An innovative project also in the field of vision by PhD student Ye Ling, will utilise recent advances in computer vision, augmented reality and artificial intelligence to develop ‘digital glasses’ to improve certain visual impairments. This new type of technology will enable digital correction of conditions such as distorted vision (metamorphopsia) often associated with age-related macular degeneration, which is the leading cause of blindness in developed countries. This project is in partnership with the Centre for Vision, Speech and Signal Processing (CVSSP).
Lastly the centre welcomes Juyuan Wang with her PhD project focusing on ‘the design of augmented reading and writing experiences’. The research draws on technology developed on the ‘Next Generation Paper’ project which offers a hybrid form of ‘print and digital’ paper. Juyuan will further explore new reading and writing experiences of augmented paper from an artistic perspective, to develop a new set of graphic and interaction design principles for augmented paper. This project is in partnership with the Department of Sociology.

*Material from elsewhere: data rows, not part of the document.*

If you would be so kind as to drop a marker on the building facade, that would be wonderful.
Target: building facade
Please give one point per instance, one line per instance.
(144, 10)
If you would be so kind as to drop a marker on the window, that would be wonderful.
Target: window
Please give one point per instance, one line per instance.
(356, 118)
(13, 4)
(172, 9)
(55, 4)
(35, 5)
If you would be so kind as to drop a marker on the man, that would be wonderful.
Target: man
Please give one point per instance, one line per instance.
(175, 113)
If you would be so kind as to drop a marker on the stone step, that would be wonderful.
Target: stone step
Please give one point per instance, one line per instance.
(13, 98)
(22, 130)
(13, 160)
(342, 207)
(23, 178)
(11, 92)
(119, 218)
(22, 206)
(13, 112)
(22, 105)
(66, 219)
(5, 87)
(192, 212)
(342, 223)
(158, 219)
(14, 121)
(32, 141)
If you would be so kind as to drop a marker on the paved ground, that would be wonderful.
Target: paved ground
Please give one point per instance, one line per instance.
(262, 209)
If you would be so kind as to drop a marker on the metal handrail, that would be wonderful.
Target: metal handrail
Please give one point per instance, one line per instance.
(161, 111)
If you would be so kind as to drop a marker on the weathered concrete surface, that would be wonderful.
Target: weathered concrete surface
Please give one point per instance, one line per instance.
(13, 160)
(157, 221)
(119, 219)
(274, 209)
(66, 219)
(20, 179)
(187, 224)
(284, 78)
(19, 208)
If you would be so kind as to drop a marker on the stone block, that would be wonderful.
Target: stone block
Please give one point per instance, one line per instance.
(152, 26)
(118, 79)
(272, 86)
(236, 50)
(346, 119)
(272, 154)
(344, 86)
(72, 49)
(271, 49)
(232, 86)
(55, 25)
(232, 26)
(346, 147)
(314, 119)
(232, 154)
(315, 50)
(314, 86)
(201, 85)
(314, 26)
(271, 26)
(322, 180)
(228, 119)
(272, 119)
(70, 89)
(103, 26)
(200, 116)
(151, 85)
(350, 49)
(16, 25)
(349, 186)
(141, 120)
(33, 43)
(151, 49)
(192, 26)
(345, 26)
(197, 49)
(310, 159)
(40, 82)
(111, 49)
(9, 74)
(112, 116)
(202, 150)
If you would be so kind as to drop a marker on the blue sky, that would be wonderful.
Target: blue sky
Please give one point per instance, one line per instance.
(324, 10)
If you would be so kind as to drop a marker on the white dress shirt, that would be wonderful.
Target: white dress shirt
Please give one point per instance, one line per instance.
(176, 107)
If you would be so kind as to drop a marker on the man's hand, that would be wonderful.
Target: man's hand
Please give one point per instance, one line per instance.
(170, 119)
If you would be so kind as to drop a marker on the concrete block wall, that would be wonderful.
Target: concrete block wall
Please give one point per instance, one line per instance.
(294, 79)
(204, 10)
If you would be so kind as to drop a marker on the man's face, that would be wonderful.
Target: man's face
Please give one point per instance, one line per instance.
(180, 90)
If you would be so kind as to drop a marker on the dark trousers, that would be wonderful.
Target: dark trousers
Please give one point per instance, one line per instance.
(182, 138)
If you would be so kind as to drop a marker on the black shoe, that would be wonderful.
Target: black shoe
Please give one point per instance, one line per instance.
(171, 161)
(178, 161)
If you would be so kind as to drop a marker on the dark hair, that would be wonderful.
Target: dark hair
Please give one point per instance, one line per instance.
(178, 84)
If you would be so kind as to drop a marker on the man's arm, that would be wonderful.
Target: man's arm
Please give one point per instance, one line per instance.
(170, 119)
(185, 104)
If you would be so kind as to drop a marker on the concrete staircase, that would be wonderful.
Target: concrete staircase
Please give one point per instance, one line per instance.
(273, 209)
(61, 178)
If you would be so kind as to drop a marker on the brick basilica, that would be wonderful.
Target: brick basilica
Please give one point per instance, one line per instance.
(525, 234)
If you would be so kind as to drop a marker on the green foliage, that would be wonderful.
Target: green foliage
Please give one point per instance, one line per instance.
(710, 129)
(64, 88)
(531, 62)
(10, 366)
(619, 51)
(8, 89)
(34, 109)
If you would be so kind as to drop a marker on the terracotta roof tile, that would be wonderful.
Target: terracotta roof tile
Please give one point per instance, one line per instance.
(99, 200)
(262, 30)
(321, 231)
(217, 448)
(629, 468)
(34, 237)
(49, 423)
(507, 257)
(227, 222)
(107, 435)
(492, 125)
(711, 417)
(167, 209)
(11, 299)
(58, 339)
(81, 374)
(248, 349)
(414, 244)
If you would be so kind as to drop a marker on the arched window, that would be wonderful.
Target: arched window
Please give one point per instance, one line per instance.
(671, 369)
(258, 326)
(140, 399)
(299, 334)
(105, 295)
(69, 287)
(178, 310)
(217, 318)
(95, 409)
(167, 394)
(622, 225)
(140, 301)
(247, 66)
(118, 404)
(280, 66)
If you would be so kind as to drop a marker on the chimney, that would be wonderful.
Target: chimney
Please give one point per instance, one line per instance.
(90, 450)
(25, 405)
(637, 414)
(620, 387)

Commenting on these new projects, David Frohlich, Director of the Digital World Research Centre said, “I am excited to be working with this new cohort of talented international PhD students from both computing and design backgrounds. Together they help to develop our research theme of assistive media in the domains of visual perception and reading, through a combination of new tech and new media development. Two of the projects by Dora and Juyuan are ‘practice-based’, meaning that they will be creating a body of digital media artworks to address their new media research questions. We hope to exhibit this work alongside technical demonstrations and publications in the future”.